Alcune linee di direzione, per sostenere processi di sviluppo e benessere nelle popolazioni che non crescono più – tendendo anzi al declino – ma in cui si vive sempre più a lungo, sono già chiare. La più scontata è quella della silver economy, ovvero della spinta che può arrivare dai consumi della sempre più abbondante popolazione anziana. Non ci si può limitare però a valorizzare la ricchezza passata accumulata. La questione centrale da porre è come generare nuova ricchezza, in un senso più ampio, a fronte di un peso relativo più ridotto della forza lavoro potenziale. La risposta principale è l’investimento sulla qualità della formazione e del lavoro, che consente un uso più efficiente della popolazione attiva (più occupazione e più produttività), anche con l’ausilio delle nuove tecnologie.

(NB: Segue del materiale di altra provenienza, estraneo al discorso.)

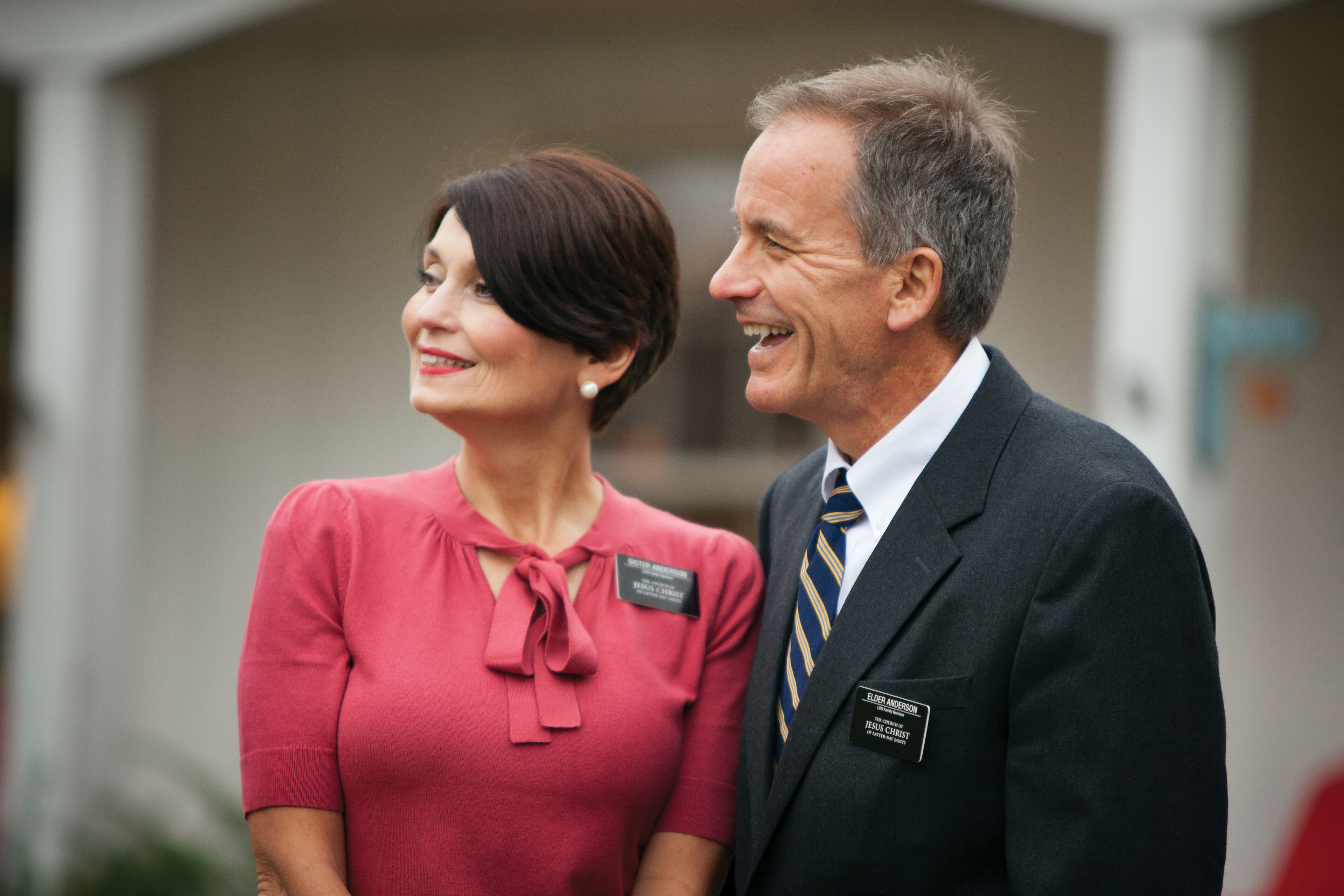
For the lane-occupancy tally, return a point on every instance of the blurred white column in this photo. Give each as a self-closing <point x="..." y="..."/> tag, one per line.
<point x="1150" y="261"/>
<point x="84" y="249"/>
<point x="61" y="130"/>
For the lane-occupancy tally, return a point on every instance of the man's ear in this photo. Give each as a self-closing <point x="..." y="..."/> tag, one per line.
<point x="609" y="371"/>
<point x="915" y="282"/>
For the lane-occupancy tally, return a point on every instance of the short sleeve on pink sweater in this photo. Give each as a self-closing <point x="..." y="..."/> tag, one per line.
<point x="704" y="801"/>
<point x="295" y="660"/>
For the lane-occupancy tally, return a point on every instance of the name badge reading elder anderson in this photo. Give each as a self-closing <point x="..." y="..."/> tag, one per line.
<point x="889" y="724"/>
<point x="656" y="585"/>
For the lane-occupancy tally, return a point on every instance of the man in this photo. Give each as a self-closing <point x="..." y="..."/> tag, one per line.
<point x="987" y="659"/>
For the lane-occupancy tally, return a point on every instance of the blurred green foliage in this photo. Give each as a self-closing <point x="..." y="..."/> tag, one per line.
<point x="130" y="851"/>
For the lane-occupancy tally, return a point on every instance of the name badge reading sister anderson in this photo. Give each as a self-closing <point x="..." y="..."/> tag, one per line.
<point x="656" y="585"/>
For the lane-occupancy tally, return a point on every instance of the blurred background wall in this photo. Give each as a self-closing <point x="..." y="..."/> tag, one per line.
<point x="289" y="170"/>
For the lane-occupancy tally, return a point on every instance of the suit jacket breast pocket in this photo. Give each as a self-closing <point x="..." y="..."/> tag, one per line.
<point x="939" y="694"/>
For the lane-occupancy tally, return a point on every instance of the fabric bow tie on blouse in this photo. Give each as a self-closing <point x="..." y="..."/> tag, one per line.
<point x="539" y="641"/>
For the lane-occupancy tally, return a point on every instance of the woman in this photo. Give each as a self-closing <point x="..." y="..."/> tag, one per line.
<point x="500" y="676"/>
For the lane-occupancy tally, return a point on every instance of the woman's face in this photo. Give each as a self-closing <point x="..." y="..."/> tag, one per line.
<point x="472" y="363"/>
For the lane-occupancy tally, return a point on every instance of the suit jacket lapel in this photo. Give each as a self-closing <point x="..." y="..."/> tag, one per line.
<point x="906" y="565"/>
<point x="758" y="724"/>
<point x="913" y="556"/>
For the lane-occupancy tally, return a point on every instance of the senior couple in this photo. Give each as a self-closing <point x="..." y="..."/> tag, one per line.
<point x="974" y="652"/>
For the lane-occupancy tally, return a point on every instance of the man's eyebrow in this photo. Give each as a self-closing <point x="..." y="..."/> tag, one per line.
<point x="773" y="229"/>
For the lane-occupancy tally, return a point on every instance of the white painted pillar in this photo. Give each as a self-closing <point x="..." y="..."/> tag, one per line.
<point x="1151" y="256"/>
<point x="84" y="232"/>
<point x="61" y="131"/>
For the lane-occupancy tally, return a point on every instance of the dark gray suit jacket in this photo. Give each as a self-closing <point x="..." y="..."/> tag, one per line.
<point x="1041" y="590"/>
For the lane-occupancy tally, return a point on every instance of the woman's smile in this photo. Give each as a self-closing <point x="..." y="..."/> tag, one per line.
<point x="436" y="360"/>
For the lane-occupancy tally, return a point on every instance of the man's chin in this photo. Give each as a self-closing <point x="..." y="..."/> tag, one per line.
<point x="766" y="397"/>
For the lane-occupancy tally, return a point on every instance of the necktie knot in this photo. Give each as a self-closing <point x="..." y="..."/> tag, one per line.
<point x="842" y="506"/>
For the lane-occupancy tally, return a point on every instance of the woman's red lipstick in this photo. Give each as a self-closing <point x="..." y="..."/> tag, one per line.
<point x="449" y="365"/>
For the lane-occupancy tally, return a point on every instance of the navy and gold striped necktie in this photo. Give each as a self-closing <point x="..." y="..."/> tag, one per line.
<point x="819" y="593"/>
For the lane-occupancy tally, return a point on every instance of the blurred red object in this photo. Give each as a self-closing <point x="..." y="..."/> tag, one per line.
<point x="1315" y="860"/>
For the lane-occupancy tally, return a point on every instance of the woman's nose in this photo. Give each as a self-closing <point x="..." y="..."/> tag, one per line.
<point x="437" y="312"/>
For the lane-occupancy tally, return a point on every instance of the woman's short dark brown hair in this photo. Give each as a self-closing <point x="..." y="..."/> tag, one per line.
<point x="577" y="250"/>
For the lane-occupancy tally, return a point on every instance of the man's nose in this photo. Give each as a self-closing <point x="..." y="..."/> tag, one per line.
<point x="733" y="280"/>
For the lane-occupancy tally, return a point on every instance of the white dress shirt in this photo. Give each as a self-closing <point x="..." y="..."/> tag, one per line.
<point x="885" y="475"/>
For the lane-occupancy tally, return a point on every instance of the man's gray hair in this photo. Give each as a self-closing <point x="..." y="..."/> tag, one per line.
<point x="937" y="162"/>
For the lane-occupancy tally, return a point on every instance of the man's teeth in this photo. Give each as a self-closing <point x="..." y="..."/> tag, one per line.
<point x="435" y="360"/>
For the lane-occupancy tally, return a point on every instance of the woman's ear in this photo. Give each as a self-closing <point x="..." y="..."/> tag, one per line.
<point x="609" y="371"/>
<point x="915" y="282"/>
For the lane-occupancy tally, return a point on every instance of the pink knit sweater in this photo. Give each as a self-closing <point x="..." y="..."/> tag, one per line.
<point x="529" y="745"/>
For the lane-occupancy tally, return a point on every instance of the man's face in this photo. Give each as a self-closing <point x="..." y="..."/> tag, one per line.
<point x="798" y="277"/>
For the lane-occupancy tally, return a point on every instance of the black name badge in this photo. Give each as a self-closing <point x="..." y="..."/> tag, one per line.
<point x="656" y="585"/>
<point x="889" y="724"/>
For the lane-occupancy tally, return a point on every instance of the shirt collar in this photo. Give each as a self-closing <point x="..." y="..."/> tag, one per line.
<point x="883" y="476"/>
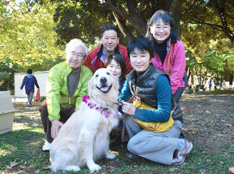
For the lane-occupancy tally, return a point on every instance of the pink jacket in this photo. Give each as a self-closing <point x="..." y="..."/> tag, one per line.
<point x="177" y="65"/>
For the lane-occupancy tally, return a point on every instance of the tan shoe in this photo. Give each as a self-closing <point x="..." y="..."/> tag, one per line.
<point x="180" y="158"/>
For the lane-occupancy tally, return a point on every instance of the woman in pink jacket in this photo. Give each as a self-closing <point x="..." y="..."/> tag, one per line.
<point x="169" y="53"/>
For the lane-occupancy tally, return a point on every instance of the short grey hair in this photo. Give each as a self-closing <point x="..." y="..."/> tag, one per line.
<point x="76" y="42"/>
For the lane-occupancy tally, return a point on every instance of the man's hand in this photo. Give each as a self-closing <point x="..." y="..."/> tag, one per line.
<point x="56" y="125"/>
<point x="128" y="108"/>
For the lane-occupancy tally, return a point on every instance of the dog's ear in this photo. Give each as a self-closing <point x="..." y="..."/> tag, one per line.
<point x="90" y="86"/>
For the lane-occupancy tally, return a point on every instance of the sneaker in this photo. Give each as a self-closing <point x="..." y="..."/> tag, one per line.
<point x="181" y="154"/>
<point x="46" y="146"/>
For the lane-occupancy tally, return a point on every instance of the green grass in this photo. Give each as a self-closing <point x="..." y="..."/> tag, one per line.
<point x="21" y="153"/>
<point x="230" y="91"/>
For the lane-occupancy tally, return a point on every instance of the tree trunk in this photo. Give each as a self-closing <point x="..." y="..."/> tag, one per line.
<point x="175" y="13"/>
<point x="226" y="71"/>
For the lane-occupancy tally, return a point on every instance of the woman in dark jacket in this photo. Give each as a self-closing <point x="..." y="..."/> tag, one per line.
<point x="29" y="81"/>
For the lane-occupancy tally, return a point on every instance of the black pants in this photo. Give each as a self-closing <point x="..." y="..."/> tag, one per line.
<point x="65" y="114"/>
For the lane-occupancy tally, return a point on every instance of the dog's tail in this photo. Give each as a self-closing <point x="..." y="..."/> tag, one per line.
<point x="62" y="158"/>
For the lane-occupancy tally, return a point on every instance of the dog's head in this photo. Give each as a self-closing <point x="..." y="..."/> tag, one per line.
<point x="103" y="86"/>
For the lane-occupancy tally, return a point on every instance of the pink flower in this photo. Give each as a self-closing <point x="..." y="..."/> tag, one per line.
<point x="85" y="98"/>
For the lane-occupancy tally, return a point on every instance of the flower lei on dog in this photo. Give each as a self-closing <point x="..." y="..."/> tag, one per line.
<point x="87" y="100"/>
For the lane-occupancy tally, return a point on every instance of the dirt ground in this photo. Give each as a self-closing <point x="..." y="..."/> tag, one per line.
<point x="209" y="119"/>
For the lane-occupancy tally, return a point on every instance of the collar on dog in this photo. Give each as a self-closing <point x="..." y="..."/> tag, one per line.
<point x="91" y="105"/>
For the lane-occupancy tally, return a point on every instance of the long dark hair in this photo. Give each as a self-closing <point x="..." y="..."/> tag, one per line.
<point x="166" y="18"/>
<point x="120" y="60"/>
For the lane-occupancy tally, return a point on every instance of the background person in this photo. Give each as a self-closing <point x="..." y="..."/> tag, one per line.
<point x="29" y="81"/>
<point x="109" y="45"/>
<point x="152" y="87"/>
<point x="66" y="84"/>
<point x="160" y="31"/>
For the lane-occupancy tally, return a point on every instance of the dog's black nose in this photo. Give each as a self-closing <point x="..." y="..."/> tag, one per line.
<point x="103" y="80"/>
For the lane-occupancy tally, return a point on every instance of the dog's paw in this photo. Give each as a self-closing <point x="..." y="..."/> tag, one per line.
<point x="110" y="156"/>
<point x="94" y="168"/>
<point x="72" y="168"/>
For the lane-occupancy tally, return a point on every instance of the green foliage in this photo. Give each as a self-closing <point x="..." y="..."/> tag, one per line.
<point x="28" y="37"/>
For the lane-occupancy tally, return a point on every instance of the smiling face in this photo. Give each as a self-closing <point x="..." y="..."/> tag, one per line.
<point x="140" y="60"/>
<point x="110" y="41"/>
<point x="160" y="30"/>
<point x="115" y="68"/>
<point x="75" y="57"/>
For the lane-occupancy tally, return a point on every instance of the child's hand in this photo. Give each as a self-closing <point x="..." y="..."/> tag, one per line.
<point x="128" y="108"/>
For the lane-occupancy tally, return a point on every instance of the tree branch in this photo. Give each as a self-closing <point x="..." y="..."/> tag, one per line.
<point x="123" y="28"/>
<point x="188" y="9"/>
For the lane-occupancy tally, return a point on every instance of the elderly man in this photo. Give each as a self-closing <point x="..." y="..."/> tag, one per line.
<point x="66" y="84"/>
<point x="110" y="45"/>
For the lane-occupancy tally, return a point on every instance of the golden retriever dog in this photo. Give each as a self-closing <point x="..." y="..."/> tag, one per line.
<point x="84" y="138"/>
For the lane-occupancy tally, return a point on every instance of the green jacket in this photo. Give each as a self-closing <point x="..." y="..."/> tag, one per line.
<point x="57" y="92"/>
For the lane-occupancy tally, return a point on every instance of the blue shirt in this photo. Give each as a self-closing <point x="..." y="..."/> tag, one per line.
<point x="163" y="93"/>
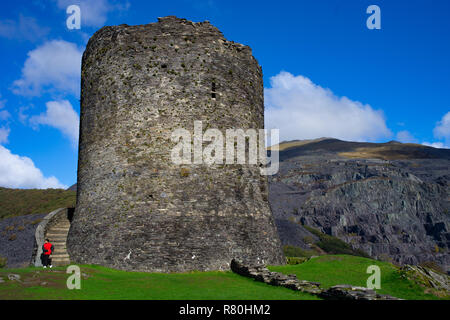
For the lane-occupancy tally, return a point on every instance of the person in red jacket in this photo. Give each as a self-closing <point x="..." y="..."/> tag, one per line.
<point x="47" y="250"/>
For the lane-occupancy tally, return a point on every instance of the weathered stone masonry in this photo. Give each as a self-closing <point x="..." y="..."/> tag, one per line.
<point x="136" y="210"/>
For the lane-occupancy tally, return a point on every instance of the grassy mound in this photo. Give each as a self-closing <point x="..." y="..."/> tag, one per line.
<point x="332" y="270"/>
<point x="104" y="283"/>
<point x="19" y="202"/>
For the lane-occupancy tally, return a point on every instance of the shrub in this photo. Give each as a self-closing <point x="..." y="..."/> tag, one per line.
<point x="292" y="251"/>
<point x="433" y="266"/>
<point x="184" y="172"/>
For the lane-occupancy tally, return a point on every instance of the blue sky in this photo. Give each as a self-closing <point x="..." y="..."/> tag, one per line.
<point x="325" y="72"/>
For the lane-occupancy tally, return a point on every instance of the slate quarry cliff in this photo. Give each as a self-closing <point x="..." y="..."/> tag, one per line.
<point x="391" y="200"/>
<point x="136" y="209"/>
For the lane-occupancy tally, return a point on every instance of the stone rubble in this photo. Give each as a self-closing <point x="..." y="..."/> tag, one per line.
<point x="339" y="292"/>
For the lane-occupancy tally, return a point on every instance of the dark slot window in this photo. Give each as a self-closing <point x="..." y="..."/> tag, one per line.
<point x="213" y="90"/>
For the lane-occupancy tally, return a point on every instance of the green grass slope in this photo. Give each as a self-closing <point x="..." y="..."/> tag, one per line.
<point x="19" y="202"/>
<point x="332" y="270"/>
<point x="103" y="283"/>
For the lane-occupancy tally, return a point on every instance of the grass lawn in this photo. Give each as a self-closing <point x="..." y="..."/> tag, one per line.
<point x="332" y="270"/>
<point x="105" y="283"/>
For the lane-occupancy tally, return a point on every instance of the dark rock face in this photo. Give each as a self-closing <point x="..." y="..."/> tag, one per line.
<point x="392" y="209"/>
<point x="136" y="209"/>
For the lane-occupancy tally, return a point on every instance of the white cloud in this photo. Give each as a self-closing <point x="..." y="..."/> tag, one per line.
<point x="304" y="110"/>
<point x="26" y="28"/>
<point x="435" y="145"/>
<point x="94" y="13"/>
<point x="54" y="65"/>
<point x="442" y="129"/>
<point x="20" y="172"/>
<point x="62" y="116"/>
<point x="4" y="133"/>
<point x="405" y="137"/>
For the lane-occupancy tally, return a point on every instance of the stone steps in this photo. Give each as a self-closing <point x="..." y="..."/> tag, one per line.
<point x="57" y="235"/>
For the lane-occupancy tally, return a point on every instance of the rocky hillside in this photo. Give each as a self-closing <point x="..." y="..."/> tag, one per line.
<point x="390" y="200"/>
<point x="19" y="202"/>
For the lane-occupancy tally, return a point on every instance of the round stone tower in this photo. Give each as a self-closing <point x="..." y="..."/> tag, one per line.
<point x="138" y="210"/>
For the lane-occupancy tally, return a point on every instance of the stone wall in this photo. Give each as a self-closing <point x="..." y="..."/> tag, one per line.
<point x="136" y="210"/>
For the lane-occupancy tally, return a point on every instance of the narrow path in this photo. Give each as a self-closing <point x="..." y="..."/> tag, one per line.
<point x="57" y="235"/>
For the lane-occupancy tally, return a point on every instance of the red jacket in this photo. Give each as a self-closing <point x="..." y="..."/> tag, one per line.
<point x="47" y="248"/>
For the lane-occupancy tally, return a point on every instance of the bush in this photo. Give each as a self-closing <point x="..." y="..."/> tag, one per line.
<point x="291" y="251"/>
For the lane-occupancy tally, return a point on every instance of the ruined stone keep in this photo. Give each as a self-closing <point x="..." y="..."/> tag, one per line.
<point x="136" y="209"/>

Ma l’investimento qualitativo rischia di diventare insufficiente e debole se la popolazione in età attiva continua a ridursi. E’ lo scenario verso cui rischiano di andare paesi come l’Italia che mantengono livelli di fecondità molto al di sotto del livello di equilibrio tra generazioni. Anche portando l’occupabilità delle nuove generazioni ai livelli della media europea si ottiene una più debole forza lavoro, quindi meno sviluppo economico, con risorse sempre più assorbite dalla popolazione anziana e meno possibilità di investire sulla formazione, sulle politiche attive, su ricerca, sviluppo e innovazione.

Detto in altre parole, la risposta deve essere soprattutto qualitativa per vincere le sfide che la demografia pone nella terza fase, ma lasciar crescere gli squilibri quantitativi vincola anche la qualità verso il basso. L’Italia è tra i paesi che si stanno maggiormente incaricando di dimostrarlo.